How Well Can AI and Physics-Based Simulations Predict the Probability a Cryptic Pocket Is Open?

Identifying and understanding cryptic pockets remains a compelling goal in drug discovery, as they can offer new avenues for targeting proteins that are otherwise challenging to modulate. While artificial intelligence (AI) methods for structure prediction have been revolutionary, they have not learned enough physics to characterize the rest of a protein's conformational ensemble, such as structures with cryptic pockets. This limitation has motivated the development of new AI-based methods for characterizing ensembles, or properties thereof, such as AlphaFlow, BioEmu, PocketMiner, and CryptoBank. Here, we benchmark how well these models and physics-based molecular dynamics (MD) simulations can recapitulate the thermodynamics of known cryptic pockets in Ebola VP35 and TEM β-lactamase. These two pockets were chosen because the probability that they are open and the impact of point mutations have been well characterized experimentally. Multiple methods are remarkably successful at predicting whether a mutation will increase or decrease the probability of cryptic pocket opening.

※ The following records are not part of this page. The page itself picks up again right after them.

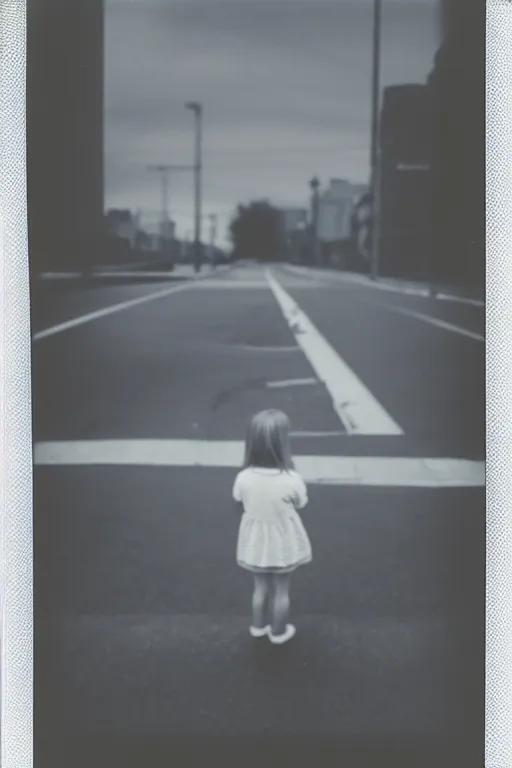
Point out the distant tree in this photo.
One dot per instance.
(256, 231)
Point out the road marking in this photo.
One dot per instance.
(291, 383)
(435, 321)
(74, 322)
(321, 470)
(321, 433)
(255, 348)
(366, 282)
(357, 409)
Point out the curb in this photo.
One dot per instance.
(405, 289)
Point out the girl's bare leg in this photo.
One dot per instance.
(262, 583)
(280, 603)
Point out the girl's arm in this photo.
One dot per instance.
(237, 496)
(301, 492)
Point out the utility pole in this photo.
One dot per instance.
(197, 109)
(163, 171)
(315, 185)
(375, 150)
(213, 233)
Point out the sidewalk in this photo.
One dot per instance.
(443, 293)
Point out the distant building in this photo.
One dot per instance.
(405, 183)
(335, 208)
(293, 219)
(123, 224)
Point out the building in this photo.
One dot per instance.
(65, 85)
(404, 191)
(457, 84)
(123, 224)
(293, 219)
(335, 209)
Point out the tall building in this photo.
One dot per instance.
(405, 183)
(457, 84)
(65, 84)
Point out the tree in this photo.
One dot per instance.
(256, 231)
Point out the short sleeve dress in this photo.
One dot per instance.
(272, 537)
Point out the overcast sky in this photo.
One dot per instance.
(285, 86)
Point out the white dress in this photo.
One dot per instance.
(272, 537)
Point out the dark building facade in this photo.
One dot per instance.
(457, 84)
(404, 183)
(65, 84)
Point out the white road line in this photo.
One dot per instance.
(323, 470)
(357, 408)
(74, 322)
(407, 290)
(435, 321)
(291, 383)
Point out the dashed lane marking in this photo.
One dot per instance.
(356, 407)
(291, 383)
(321, 470)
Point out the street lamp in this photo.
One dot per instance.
(196, 108)
(375, 154)
(163, 171)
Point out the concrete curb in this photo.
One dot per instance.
(409, 289)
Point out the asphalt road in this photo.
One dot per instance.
(142, 648)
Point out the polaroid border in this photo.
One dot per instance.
(16, 627)
(16, 623)
(498, 688)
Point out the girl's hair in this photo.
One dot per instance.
(268, 443)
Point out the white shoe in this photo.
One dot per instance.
(259, 631)
(280, 639)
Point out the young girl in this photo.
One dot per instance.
(272, 540)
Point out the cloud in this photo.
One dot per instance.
(285, 86)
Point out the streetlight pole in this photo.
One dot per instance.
(197, 110)
(163, 171)
(315, 185)
(375, 153)
(213, 234)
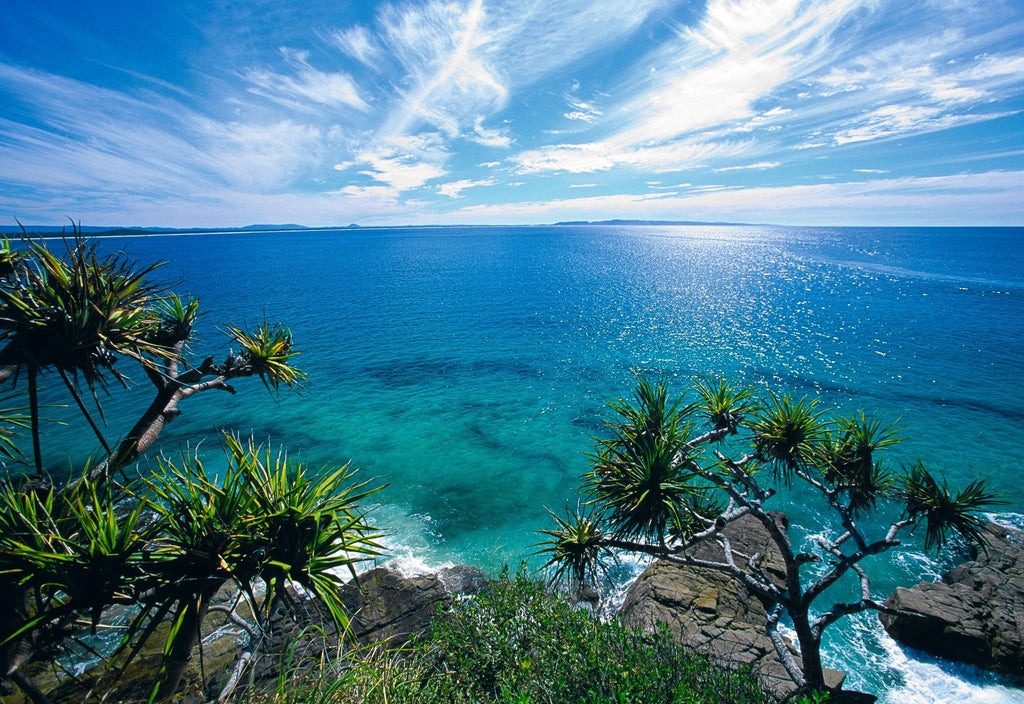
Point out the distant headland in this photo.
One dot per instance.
(109, 231)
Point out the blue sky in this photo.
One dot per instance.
(329, 113)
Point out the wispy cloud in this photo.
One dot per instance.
(406, 163)
(760, 166)
(357, 43)
(936, 201)
(455, 188)
(306, 88)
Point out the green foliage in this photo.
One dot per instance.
(787, 433)
(174, 320)
(517, 643)
(270, 518)
(267, 350)
(576, 547)
(78, 313)
(848, 464)
(724, 405)
(932, 501)
(657, 487)
(641, 475)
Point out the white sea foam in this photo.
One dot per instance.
(875, 662)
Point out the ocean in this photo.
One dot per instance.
(468, 368)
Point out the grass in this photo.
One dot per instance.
(518, 644)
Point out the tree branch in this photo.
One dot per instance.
(782, 648)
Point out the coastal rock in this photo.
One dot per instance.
(714, 613)
(389, 607)
(975, 614)
(384, 606)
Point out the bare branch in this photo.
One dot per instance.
(782, 648)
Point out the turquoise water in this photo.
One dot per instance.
(468, 368)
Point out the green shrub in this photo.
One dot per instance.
(518, 644)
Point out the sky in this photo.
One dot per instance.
(224, 114)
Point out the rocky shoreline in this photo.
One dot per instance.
(975, 614)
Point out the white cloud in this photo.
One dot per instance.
(261, 157)
(357, 43)
(604, 156)
(455, 188)
(306, 86)
(895, 120)
(489, 137)
(962, 199)
(760, 166)
(404, 162)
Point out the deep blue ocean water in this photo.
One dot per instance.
(469, 368)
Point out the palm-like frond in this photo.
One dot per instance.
(643, 483)
(174, 319)
(78, 314)
(267, 353)
(649, 414)
(307, 525)
(848, 464)
(12, 419)
(641, 475)
(929, 500)
(10, 260)
(786, 433)
(697, 508)
(203, 538)
(576, 546)
(724, 404)
(75, 551)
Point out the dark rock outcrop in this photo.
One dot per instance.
(384, 606)
(713, 612)
(389, 607)
(975, 614)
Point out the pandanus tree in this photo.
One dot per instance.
(672, 475)
(162, 544)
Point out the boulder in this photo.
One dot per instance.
(975, 614)
(713, 612)
(388, 607)
(384, 607)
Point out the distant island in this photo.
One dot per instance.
(647, 222)
(108, 231)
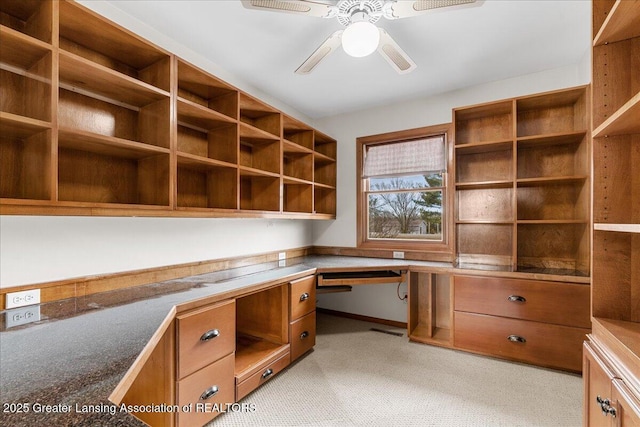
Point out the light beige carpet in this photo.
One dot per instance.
(358, 377)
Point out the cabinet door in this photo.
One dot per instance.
(626, 404)
(597, 387)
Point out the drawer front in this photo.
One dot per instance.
(303, 297)
(549, 302)
(205, 336)
(257, 379)
(302, 334)
(541, 344)
(205, 389)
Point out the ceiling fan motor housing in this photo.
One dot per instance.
(350, 11)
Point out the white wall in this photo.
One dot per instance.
(412, 114)
(381, 301)
(40, 249)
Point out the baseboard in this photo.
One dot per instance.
(386, 322)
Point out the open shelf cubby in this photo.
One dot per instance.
(430, 309)
(262, 327)
(558, 112)
(201, 88)
(485, 163)
(96, 120)
(25, 158)
(86, 35)
(206, 184)
(297, 196)
(30, 17)
(259, 191)
(490, 244)
(97, 169)
(204, 136)
(484, 123)
(554, 246)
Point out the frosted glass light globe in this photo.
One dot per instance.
(360, 39)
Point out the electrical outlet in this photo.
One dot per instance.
(22, 316)
(22, 298)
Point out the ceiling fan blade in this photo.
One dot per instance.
(299, 7)
(328, 46)
(406, 9)
(394, 55)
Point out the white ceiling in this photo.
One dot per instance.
(453, 48)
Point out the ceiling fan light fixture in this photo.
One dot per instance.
(360, 39)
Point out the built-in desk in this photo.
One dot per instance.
(78, 352)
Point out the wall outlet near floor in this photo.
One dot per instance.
(22, 298)
(22, 316)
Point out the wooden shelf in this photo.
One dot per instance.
(15, 126)
(90, 36)
(483, 184)
(624, 121)
(622, 22)
(484, 147)
(552, 180)
(203, 117)
(201, 88)
(619, 228)
(251, 351)
(32, 18)
(200, 181)
(552, 113)
(82, 74)
(97, 120)
(106, 145)
(21, 50)
(486, 123)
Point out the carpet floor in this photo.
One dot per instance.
(359, 377)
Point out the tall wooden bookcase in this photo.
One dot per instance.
(98, 121)
(612, 354)
(522, 183)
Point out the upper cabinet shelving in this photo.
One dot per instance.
(522, 183)
(96, 120)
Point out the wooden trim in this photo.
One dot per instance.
(82, 286)
(394, 323)
(443, 248)
(415, 255)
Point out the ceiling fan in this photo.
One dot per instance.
(360, 37)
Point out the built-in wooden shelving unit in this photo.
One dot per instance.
(97, 121)
(522, 183)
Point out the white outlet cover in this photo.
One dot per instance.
(22, 298)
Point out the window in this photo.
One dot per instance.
(402, 200)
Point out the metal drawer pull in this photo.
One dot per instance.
(605, 406)
(209, 335)
(516, 298)
(516, 338)
(209, 393)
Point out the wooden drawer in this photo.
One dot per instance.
(265, 373)
(549, 302)
(195, 388)
(544, 344)
(302, 334)
(303, 297)
(204, 336)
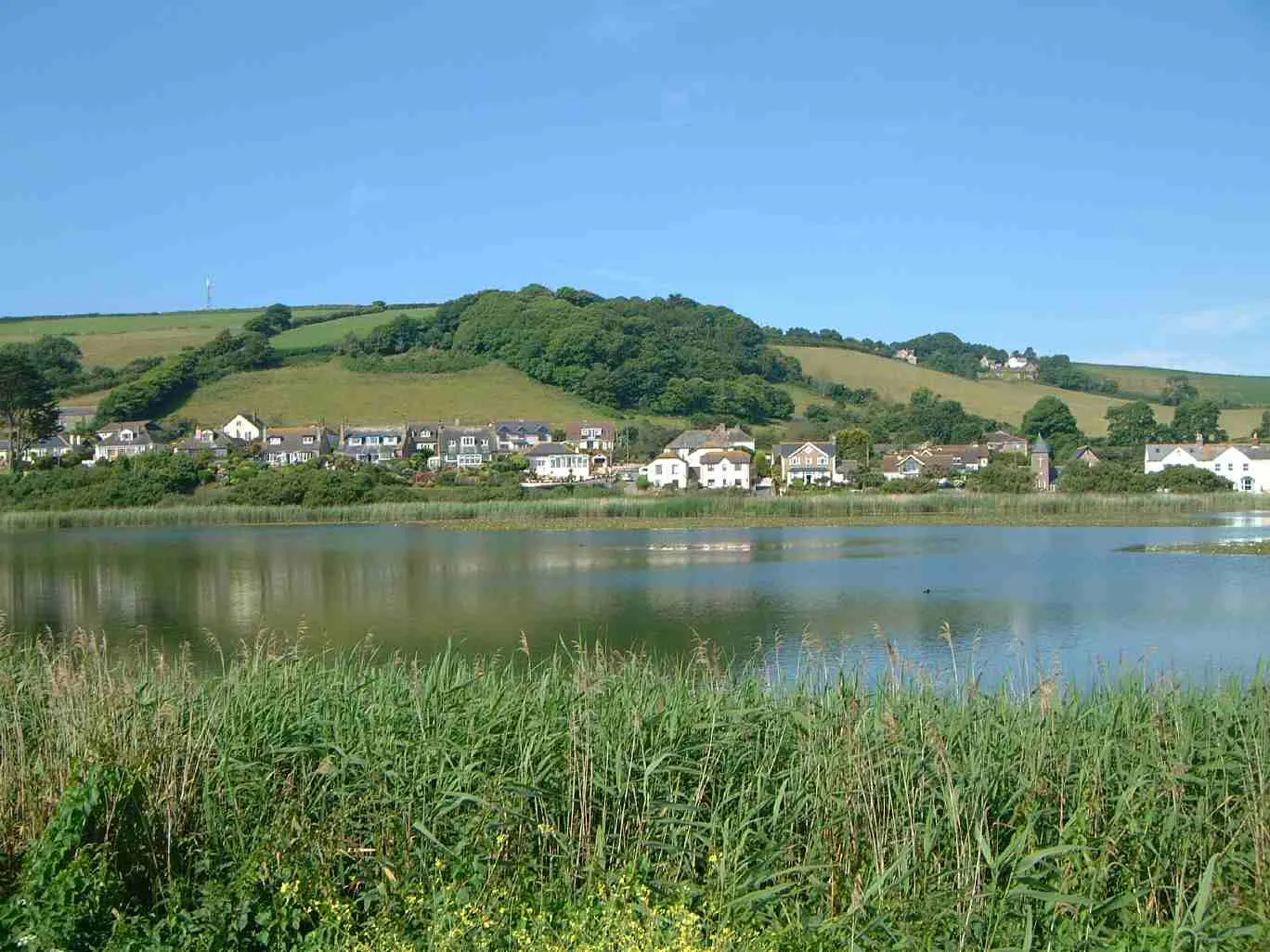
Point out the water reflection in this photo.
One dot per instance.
(1011, 598)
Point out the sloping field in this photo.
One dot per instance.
(334, 331)
(1000, 400)
(1252, 392)
(113, 341)
(328, 392)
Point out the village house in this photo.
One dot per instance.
(290, 445)
(465, 447)
(244, 427)
(1245, 465)
(421, 438)
(1004, 442)
(724, 469)
(592, 437)
(807, 464)
(518, 435)
(207, 441)
(668, 470)
(120, 440)
(371, 444)
(556, 462)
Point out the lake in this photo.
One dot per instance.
(1014, 598)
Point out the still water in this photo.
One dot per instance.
(1014, 598)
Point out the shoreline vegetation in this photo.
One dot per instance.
(677, 510)
(592, 800)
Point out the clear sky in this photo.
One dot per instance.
(1090, 178)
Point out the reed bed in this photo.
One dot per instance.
(838, 508)
(593, 800)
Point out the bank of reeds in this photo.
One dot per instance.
(836, 508)
(590, 800)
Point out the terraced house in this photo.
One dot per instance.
(290, 445)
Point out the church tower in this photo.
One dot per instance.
(1042, 465)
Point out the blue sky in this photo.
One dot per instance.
(1090, 179)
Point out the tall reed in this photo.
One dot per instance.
(341, 792)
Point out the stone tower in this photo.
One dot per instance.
(1042, 469)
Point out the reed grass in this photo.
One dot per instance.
(838, 508)
(593, 800)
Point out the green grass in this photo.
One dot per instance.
(583, 800)
(334, 331)
(1236, 389)
(113, 341)
(327, 392)
(1000, 400)
(697, 508)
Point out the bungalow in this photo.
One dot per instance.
(120, 440)
(207, 442)
(724, 469)
(465, 447)
(371, 444)
(1245, 465)
(290, 445)
(592, 437)
(517, 435)
(807, 464)
(558, 462)
(668, 470)
(244, 427)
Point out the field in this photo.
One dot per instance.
(582, 800)
(1148, 381)
(1001, 400)
(113, 341)
(334, 331)
(328, 392)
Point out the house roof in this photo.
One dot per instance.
(786, 449)
(718, 456)
(551, 449)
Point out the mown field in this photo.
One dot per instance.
(334, 331)
(113, 341)
(327, 392)
(1001, 400)
(590, 801)
(1251, 392)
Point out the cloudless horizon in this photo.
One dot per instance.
(1087, 180)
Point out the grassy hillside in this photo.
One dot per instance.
(327, 392)
(112, 341)
(1001, 400)
(1252, 392)
(334, 331)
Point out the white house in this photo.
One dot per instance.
(668, 470)
(558, 462)
(244, 427)
(807, 464)
(724, 469)
(1245, 465)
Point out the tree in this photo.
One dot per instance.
(1177, 390)
(1131, 424)
(1198, 418)
(856, 444)
(28, 409)
(1048, 418)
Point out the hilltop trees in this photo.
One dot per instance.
(28, 407)
(1131, 424)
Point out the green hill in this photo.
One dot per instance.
(1001, 400)
(1224, 387)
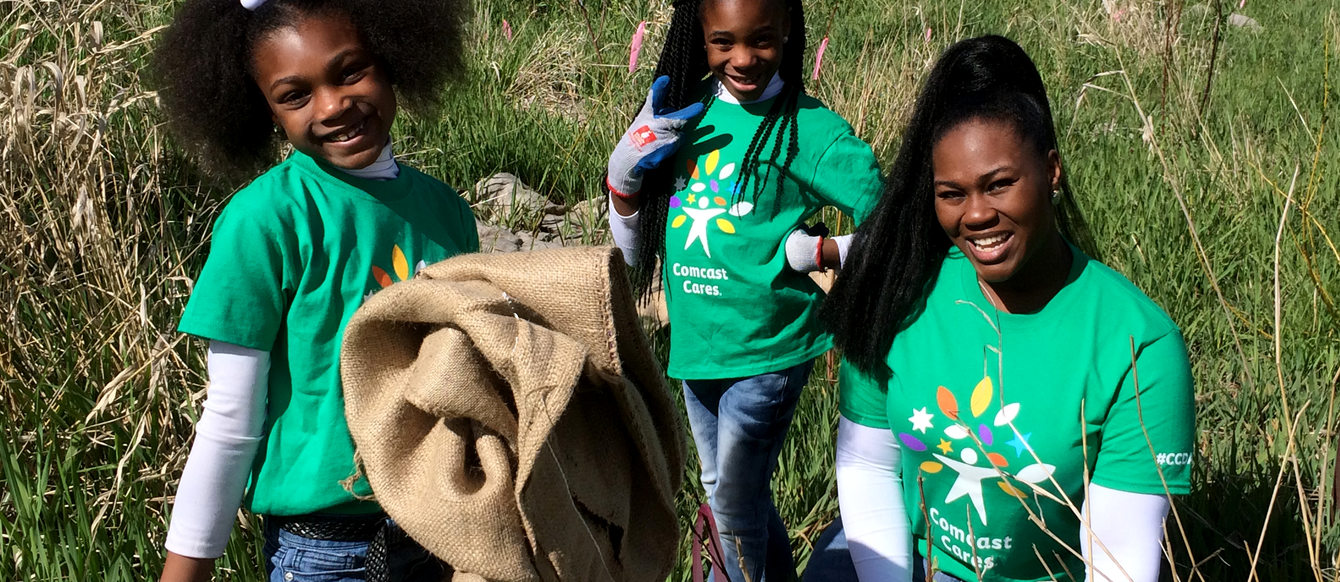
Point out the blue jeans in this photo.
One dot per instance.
(294, 558)
(831, 561)
(739, 427)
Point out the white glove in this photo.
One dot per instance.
(806, 251)
(654, 136)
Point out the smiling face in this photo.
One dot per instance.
(993, 200)
(744, 43)
(326, 90)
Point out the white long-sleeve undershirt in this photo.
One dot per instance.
(227, 437)
(870, 496)
(1124, 529)
(623, 229)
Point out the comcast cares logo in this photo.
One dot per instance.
(970, 447)
(706, 199)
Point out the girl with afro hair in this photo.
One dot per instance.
(292, 256)
(726, 158)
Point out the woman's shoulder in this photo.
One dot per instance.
(810, 110)
(1119, 299)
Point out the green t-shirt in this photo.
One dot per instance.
(734, 306)
(986, 405)
(292, 256)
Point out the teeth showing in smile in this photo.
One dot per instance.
(989, 242)
(346, 136)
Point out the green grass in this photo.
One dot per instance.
(105, 225)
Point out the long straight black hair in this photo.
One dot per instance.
(897, 252)
(685, 62)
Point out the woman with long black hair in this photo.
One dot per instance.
(1013, 409)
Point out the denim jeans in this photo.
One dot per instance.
(831, 561)
(294, 558)
(739, 427)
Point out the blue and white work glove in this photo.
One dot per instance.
(653, 137)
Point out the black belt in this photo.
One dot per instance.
(362, 529)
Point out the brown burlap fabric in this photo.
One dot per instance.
(512, 419)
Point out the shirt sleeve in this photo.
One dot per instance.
(1122, 535)
(1150, 429)
(870, 494)
(847, 176)
(860, 397)
(468, 225)
(227, 436)
(243, 291)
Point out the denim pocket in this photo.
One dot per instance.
(303, 559)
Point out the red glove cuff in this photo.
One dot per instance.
(819, 255)
(613, 191)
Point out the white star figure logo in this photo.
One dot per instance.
(700, 224)
(921, 420)
(969, 483)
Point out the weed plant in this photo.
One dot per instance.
(1202, 152)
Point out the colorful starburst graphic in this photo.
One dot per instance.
(977, 459)
(399, 266)
(705, 197)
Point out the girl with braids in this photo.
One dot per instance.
(292, 255)
(708, 184)
(1013, 409)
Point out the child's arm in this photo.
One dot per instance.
(808, 252)
(212, 484)
(1123, 535)
(623, 229)
(654, 136)
(870, 495)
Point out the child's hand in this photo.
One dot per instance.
(182, 569)
(806, 248)
(810, 248)
(653, 137)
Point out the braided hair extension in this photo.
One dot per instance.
(685, 62)
(780, 118)
(898, 251)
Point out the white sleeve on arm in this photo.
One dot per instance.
(623, 229)
(1130, 529)
(870, 494)
(843, 243)
(227, 437)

However, none can reliably predict the absolute probability of pocket opening. MD is very close for the two wild-type proteins, but all the methods struggle for pockets with small probabilities of opening experimentally (e.g., less than 1%). BioEmu and PocketMiner capture some trends between variants with experimental populations over 1% but have systematic errors and poorer performance for rare pockets (e.g., < 1% open experimentally). These results highlight the promise of AI- and simulation-based strategies for cryptic pocket characterization while pointing to the need for further improvements to achieve robust predictors.